Gorgeous George & James Brown: Soul to Soul

Physically, energetically, emotionally, they were close as kin—only race set them apart. When the young aspiring entertainer James Brown (born in 1933) first saw Gorgeous George—most likely on the TV at his Aunt Honey’s whorehouse in Augusta, GA—he was drawn to the strutting wrestler and showman. Very much like the man and the performer Brown would become, George was not that big or tall, but a dynamo, a muscular athlete with fast, tiny feet, an oversized head and a wild hairstyle that only he would dare to wear.

Every time Brown saw him, it seemed, the wrestler was draped in a different outlandish and attention-grabbing robe, another dazzling style. Brown loved the fancy titles George bestowed on himself, too: Toast of the Coast, Sensation of the Nation... The younger entertainer would create his own set of superlatives—the Godfather of Soul, Mr. Dynamite and The Hardest Working Man in Show Business—and what’s more, live up to them.

The late Brown, who passed away in 2006, came up hard, as he put it, not just poor, but also—like George Wagner—having lost his mother early in life. Brown was abandoned by her at four years old. Brown never finished seventh grade; before he and the lightly educated George found their callings and their ways out of poverty, both young men worked at menial jobs: George sacked cotton and poured cement, while Brown shined shoes for three cents a pair. He also broke into cars, for which he went to prison at age 16.

After he got out of the jail on Fourth Street and hooked up with Bobby Byrd’s Gospel Starlighters, Brown began to develop his performing style. One crucial influence, he said in his memoir, I Feel Good, was “the rassler, Gorgeous George, one of the great early stars of live TV [who] added a special flamboyance to his matches.” Soon after Brown got his own band, the Famous Flames, he had his own robes, too, mostly shorter capes, of red sequins, or shiny gold fabric with his name inscribed in rhinestones on the back. (Brown claimed that Elvis Presley took to wearing capes after seeing his fine drapery; if his account is believed, then Gorgeous George indirectly influenced the King as well.)

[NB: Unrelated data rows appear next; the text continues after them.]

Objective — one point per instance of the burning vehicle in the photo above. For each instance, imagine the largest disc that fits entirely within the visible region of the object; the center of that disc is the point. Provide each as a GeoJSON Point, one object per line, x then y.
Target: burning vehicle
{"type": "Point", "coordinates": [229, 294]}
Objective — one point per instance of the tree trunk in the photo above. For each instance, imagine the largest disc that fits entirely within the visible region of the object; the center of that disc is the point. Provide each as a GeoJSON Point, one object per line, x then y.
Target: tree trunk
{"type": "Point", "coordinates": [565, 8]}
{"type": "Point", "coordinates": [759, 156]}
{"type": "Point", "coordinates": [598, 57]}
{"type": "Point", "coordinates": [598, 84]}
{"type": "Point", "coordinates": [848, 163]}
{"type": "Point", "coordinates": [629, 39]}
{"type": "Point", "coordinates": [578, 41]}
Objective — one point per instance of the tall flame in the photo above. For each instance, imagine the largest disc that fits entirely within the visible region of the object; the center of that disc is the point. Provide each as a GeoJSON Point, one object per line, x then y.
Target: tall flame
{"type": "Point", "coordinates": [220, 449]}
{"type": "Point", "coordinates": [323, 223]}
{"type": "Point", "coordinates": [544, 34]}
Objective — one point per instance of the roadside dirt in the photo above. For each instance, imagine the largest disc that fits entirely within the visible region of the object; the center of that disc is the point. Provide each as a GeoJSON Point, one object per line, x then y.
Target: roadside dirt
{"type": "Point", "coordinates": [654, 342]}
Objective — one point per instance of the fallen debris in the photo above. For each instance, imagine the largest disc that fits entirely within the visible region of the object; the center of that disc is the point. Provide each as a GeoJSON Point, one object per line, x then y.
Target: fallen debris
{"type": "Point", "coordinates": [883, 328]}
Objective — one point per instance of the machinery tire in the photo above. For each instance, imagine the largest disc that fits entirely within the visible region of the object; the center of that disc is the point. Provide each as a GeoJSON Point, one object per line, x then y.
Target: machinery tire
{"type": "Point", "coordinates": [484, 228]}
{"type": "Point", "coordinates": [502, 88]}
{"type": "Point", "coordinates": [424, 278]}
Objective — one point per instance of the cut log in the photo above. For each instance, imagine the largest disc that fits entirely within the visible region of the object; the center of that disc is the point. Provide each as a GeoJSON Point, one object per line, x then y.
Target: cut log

In 1956 Brown had his first big hit, “Please Please Please,” and for 50 years thereafter the climax of his live shows came during this song. In it there was another nod to George: The Godfather employed a valet, like the wrestler’s manservant Jeffery Jefferies. Mid-song Brown would collapse to the floor, overcome by emotion. From the wings came a man in a white tuxedo and red bow tie. The “Cape Man,” Danny Ray, covered the singer with whatever gaudy layer Brown was featuring that night and tended to his master. Then of course, JB would struggle manfully to his feet, shrug the cape off, and once again sing, scream, and plead to the love of his life.

Both men’s work was sophisticated in some ways yet fundamentally raw as well, based in sweat, phenomenal energy, and determination. Brown, a boxer, was as physical and athletic at his craft as Wagner; at times his knees would be bloody at the end of a show. They both shouted and declaimed, in victory and in loss, and seen in person their effort and intensity made them utterly compelling—they gave it up and turned it loose.